Samsung turns South African shipping container into a solar-powered school
Samsung has turned an old shipping container into a portable solar powered classroom laden with gadgets in order to help South African students access the internet and learn computer skills.
The new Internet School is part of Samsung’s corporate social responsibility initiative and is equipped with solar panels on the roof which can generate nine hours of electricity per day. The power feeds all the electronics inside which includes a 50-inch electronic board, Samsung Internet-enabled solar-powered notebooks, Samsung Galaxy tablets and Wi-Fi cameras.
The portable classroom is almost 40 feet long and can accommodate up to 21 students at a time. It can be moved by truck so that children in remote areas with little or no electricity supply can benefit. The solar panels themselves are made from a rubbery substance in order to avoid breakage as the container is being moved around. The container is also insulated and has a ventilation system.

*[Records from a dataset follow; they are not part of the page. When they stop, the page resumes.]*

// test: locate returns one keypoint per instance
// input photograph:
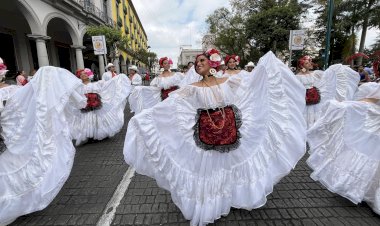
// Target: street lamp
(328, 34)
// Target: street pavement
(99, 167)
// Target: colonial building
(124, 13)
(35, 33)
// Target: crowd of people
(242, 129)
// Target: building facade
(187, 55)
(128, 21)
(37, 33)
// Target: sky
(172, 23)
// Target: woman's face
(166, 65)
(231, 63)
(84, 76)
(132, 72)
(307, 65)
(202, 66)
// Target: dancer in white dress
(143, 97)
(104, 114)
(221, 142)
(337, 82)
(232, 62)
(39, 151)
(344, 147)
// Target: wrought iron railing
(94, 10)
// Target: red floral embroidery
(165, 92)
(219, 134)
(93, 102)
(312, 96)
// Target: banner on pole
(99, 44)
(296, 39)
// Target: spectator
(111, 72)
(364, 76)
(21, 78)
(250, 66)
(31, 74)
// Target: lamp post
(328, 33)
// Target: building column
(43, 59)
(101, 66)
(79, 56)
(116, 63)
(123, 67)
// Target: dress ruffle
(338, 82)
(109, 119)
(39, 153)
(144, 97)
(344, 151)
(159, 142)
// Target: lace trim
(224, 148)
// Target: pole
(328, 34)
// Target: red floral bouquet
(165, 92)
(312, 96)
(93, 102)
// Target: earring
(212, 71)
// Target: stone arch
(70, 26)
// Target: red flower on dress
(215, 132)
(165, 92)
(312, 96)
(93, 102)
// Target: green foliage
(253, 27)
(114, 37)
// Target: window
(105, 12)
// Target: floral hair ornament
(88, 72)
(3, 67)
(162, 59)
(233, 56)
(213, 57)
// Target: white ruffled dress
(205, 180)
(109, 119)
(144, 97)
(39, 153)
(338, 82)
(344, 147)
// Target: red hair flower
(233, 56)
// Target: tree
(253, 27)
(148, 58)
(115, 40)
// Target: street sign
(296, 39)
(99, 44)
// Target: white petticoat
(144, 97)
(109, 119)
(338, 82)
(345, 154)
(40, 152)
(206, 184)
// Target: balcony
(92, 11)
(119, 21)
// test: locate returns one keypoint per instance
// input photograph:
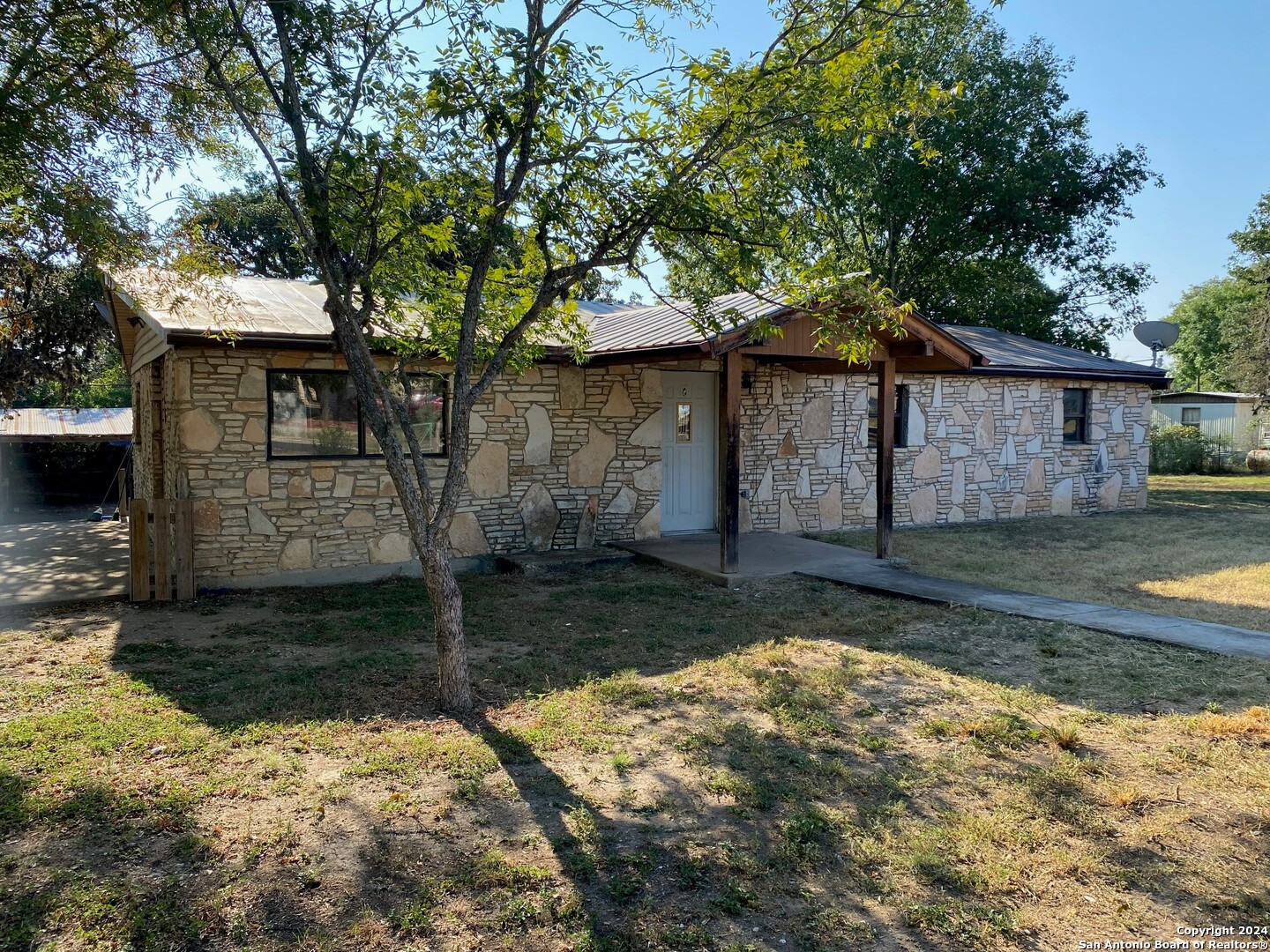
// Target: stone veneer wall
(978, 449)
(560, 457)
(563, 457)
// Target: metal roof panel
(43, 423)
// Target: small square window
(900, 414)
(1076, 415)
(312, 414)
(427, 412)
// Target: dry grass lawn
(655, 764)
(1200, 550)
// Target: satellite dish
(1159, 335)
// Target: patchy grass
(1200, 550)
(657, 763)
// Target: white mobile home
(1232, 419)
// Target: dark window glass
(427, 410)
(900, 414)
(317, 414)
(312, 414)
(1076, 412)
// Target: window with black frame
(1076, 415)
(900, 414)
(314, 414)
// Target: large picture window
(427, 410)
(900, 414)
(314, 414)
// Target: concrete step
(563, 562)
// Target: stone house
(661, 430)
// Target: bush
(1177, 450)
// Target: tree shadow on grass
(770, 816)
(72, 866)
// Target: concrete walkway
(52, 562)
(770, 555)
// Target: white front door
(690, 437)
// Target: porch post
(885, 453)
(729, 462)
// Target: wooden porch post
(885, 455)
(729, 462)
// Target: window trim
(1082, 432)
(273, 372)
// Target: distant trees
(996, 210)
(94, 98)
(1224, 324)
(247, 230)
(1212, 319)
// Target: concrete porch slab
(764, 555)
(770, 555)
(55, 562)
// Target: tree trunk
(447, 621)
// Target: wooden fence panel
(138, 532)
(167, 528)
(163, 550)
(184, 548)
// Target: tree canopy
(1223, 334)
(245, 230)
(995, 211)
(1212, 322)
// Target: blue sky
(1183, 78)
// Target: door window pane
(684, 423)
(314, 414)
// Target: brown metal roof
(676, 324)
(58, 423)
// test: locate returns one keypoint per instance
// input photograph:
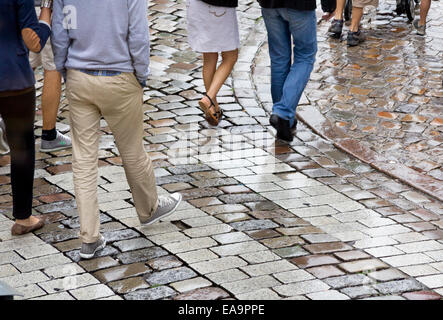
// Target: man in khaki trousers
(105, 59)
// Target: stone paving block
(165, 238)
(208, 230)
(63, 270)
(209, 293)
(259, 256)
(359, 292)
(98, 263)
(293, 276)
(217, 265)
(8, 270)
(304, 287)
(362, 265)
(92, 292)
(121, 272)
(328, 295)
(190, 245)
(407, 260)
(191, 284)
(268, 268)
(314, 260)
(30, 291)
(262, 294)
(348, 281)
(251, 284)
(399, 286)
(36, 251)
(141, 255)
(384, 251)
(41, 262)
(68, 283)
(230, 275)
(197, 256)
(9, 257)
(132, 244)
(55, 296)
(128, 285)
(238, 248)
(156, 293)
(169, 275)
(433, 281)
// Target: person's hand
(31, 40)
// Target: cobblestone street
(351, 209)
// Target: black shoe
(355, 38)
(336, 28)
(282, 126)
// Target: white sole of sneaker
(89, 256)
(55, 149)
(167, 214)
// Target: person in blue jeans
(286, 19)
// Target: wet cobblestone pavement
(260, 219)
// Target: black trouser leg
(18, 113)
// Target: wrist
(46, 4)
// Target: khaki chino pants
(119, 100)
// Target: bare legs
(52, 87)
(339, 9)
(214, 77)
(424, 8)
(357, 13)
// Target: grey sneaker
(166, 206)
(4, 147)
(354, 38)
(336, 28)
(89, 249)
(421, 30)
(59, 143)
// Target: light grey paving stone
(24, 279)
(433, 282)
(8, 270)
(328, 295)
(197, 256)
(217, 265)
(225, 276)
(9, 257)
(64, 270)
(37, 251)
(260, 256)
(420, 270)
(293, 276)
(30, 291)
(262, 294)
(68, 283)
(42, 262)
(207, 231)
(300, 288)
(92, 292)
(56, 296)
(407, 259)
(231, 237)
(268, 268)
(191, 284)
(170, 237)
(238, 248)
(251, 284)
(190, 245)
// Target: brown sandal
(213, 113)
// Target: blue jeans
(289, 79)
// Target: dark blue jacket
(15, 71)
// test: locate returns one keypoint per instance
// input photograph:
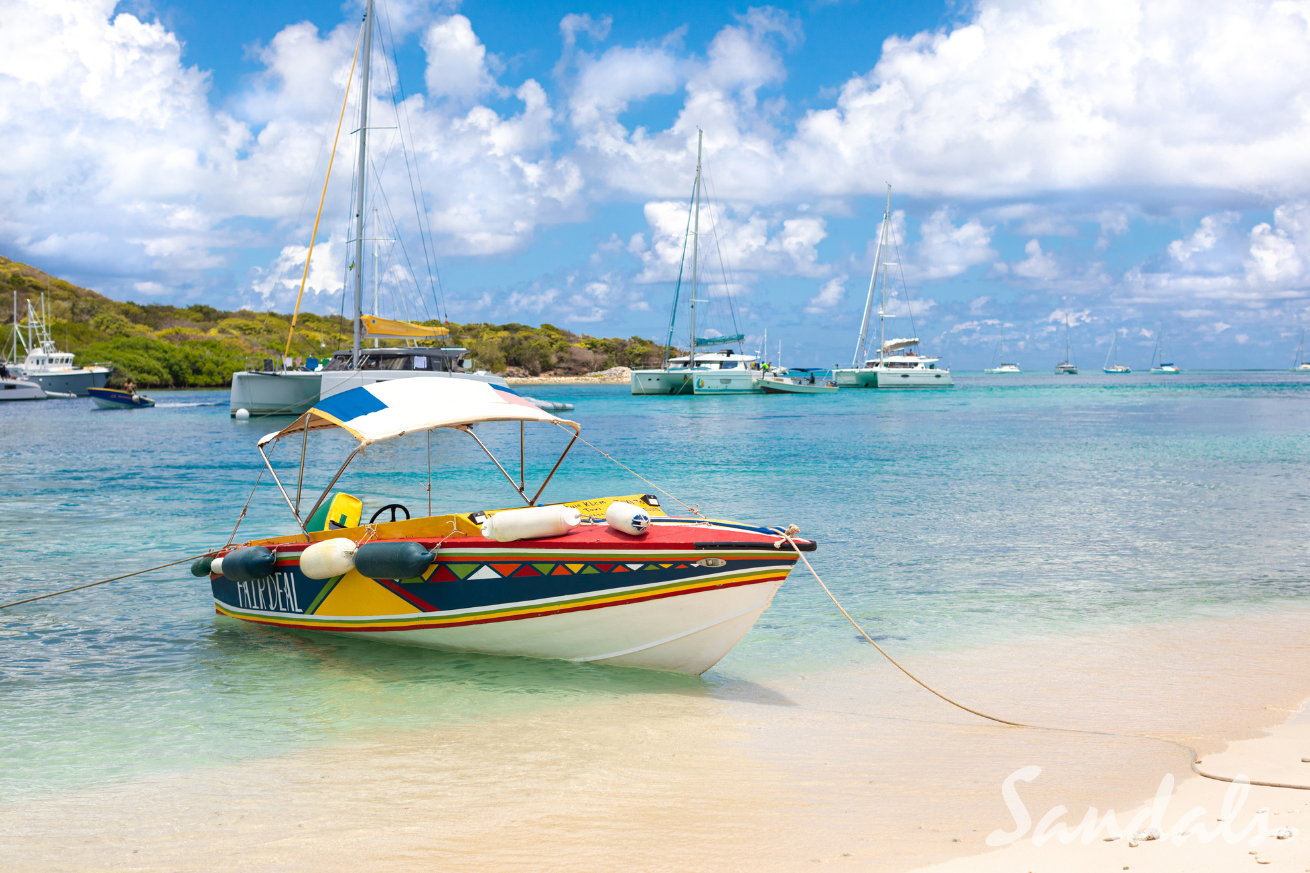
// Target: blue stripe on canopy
(350, 404)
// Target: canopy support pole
(469, 431)
(324, 496)
(300, 481)
(533, 501)
(284, 496)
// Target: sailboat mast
(696, 240)
(362, 184)
(882, 247)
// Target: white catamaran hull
(295, 391)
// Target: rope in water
(91, 585)
(1194, 756)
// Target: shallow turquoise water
(1004, 509)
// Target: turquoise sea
(1008, 509)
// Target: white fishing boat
(1066, 367)
(997, 366)
(42, 362)
(1112, 365)
(280, 389)
(722, 372)
(1301, 365)
(1158, 355)
(899, 362)
(20, 389)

Earlier this year, the school, currently located at Phomolong Secondary School, Johannesburg, was named African Solar Project of the Year by the African Energy Awards. Students learn basic computer skills and are able to access the internet directly from the classroom, rather than having to go to the library.
Samsung it says it hopes to connect 5 million students to the internet by 2015 with the help of similar portable solar-powered schools. The initiative is part of a wider programme of investment in Africa at a time when many other companies are moving out of the African market. In addition to the educational efforts the company is making, Samsung is also hoping to double its smartphone sales and marketing efforts in Africa.
“We’re entering new countries… we’re investing into more territories” explains Manoj Changarampatt, Samsung Business Leader for East and Central Africa. “We’re walking into the big countries and establishing an entity by investing in infrastructure and human resources.”
Changarampatt adds that, unlike Europeans, many Africans will experience their initial internet contact courtesy of a smartphone rather than a PC.